To prevent issues with DHCP servers many system administrators prefer to give their servers fixed IP addresses. That being said, I do prefer giving as much devices as possible DHCP leases to have a central database of IP address information.
For laptops a short lease time (e.g. 2-4 hours) is okay. The DHCP client will refresh its lease after half the lease time (i.e. 1-2 hours) which is ideal for people who do not work in the same spot 8 hours. You can also set a longer lease time, e.g. 8 hours.

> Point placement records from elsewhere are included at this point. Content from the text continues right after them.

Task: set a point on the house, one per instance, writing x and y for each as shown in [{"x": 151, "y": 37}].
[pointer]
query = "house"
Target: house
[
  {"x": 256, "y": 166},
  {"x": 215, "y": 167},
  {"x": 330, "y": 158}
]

However, for servers and printers, and in general, any DHCP reservation, you can bump up the lease time greatly as they will never get a different IP address anyway. If you set it to e.g. 30 days, it will ask for a renewal after 15 days and if your DHCP servers remains down for more than 15 days you have bigger problems than your other servers not getting an IP address.
I'm not calling this a "Solution" at this point, as we haven't seen another full outage since this last one occurred, but we're testing the idea that (for whatever reason) the NIC isn't finished starting when the DHCP service is started. We've set the DHCP service to a delayed start.
It's the only thing we can think of that might explain the odd behaviour.
I'll update this if it turns out that worked, but it may be awhile since outages of that magnitude don't occur very often.